Suicide Prevention Speaker

he cards represent a call for help, you give one to someone when you need someone to talk to - Photo by Victoria Carra

the cards represent a call for help – you give one to someone when you need someone to talk to – Photo by Victoria Carra

By Victoria Carra

On Monday, September 26, Waldorf had a visit from a group called Open Arms Yellow Ribbon Prevention Program where they spoke to students about the warning signs of suicide.

The speakers first shared their own story, where their son, Jacob, had committed suicide while coming down from Adderall that was not prescribed to him. Jacob was fifteen when he committed suicide. The entire group consisted of people that were close to Jacob. Geoff, Jacob’s stepfather, said,” It was the call you never wanted to take, July 30, was the worst day of our lives, we all remember that day like it was yesterday.”

They also talked about what to do if you are feeling or if you are trying to help someone through suicidal thoughts. The group gave each student a couple cards that had a phone number to call or text for help.

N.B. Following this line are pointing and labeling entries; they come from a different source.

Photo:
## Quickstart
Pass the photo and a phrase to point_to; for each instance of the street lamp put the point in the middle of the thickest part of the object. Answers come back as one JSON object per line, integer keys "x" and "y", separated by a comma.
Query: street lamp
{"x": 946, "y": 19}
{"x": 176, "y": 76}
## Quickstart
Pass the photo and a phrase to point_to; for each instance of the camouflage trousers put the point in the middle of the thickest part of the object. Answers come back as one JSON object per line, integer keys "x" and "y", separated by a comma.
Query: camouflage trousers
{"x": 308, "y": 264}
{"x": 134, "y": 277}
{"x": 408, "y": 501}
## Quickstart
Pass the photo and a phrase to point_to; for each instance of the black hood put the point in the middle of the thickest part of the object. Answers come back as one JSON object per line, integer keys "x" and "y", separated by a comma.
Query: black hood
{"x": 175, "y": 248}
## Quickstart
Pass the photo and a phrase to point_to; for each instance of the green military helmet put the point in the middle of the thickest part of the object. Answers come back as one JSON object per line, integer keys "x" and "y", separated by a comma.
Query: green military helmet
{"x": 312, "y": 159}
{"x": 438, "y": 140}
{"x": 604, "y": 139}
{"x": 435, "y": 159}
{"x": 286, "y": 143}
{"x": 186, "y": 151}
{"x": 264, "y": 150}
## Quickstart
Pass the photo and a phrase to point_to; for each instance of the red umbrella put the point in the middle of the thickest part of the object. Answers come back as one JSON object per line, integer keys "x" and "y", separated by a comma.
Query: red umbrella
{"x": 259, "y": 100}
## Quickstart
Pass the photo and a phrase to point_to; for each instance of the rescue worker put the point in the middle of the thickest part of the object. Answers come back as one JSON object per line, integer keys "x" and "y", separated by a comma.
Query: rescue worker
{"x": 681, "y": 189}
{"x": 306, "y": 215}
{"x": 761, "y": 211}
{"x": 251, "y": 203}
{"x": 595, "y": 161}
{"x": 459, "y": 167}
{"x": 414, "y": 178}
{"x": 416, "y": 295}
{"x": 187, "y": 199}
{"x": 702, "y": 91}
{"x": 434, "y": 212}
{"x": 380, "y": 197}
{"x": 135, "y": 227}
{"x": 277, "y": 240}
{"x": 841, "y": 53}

The group discussed how suicide has become a much bigger situation, especially for teens, in the past few years with numbers going up by 24%. For females, it was as much as a 53% increase. They also said that although more women attempt suicide, more men actually die from suicide.

They also discussed what the signs for suicide are and how they are different for every person. Some people are naturally isolated and quiet, which can make it harder to find signs of suicide. There are also times that there are no signs. They discussed that the biggest sign to look out for is any major change in attitude whether it be good or bad.

Sophomore Kirsten DeVary, who was very moved by the speakers, said, ” It was very educational and I feel that it is a speaker that a lot of colleges and high schools should have come and talk to their students about suicide awareness.” DeVary felt that the speaker helped open her eyes to the problems of suicide.

If you or someone you know is struggling, please call 1-800-273-TALK, or text “LIFE” to 61222. There are also always people willing to listen here on campus.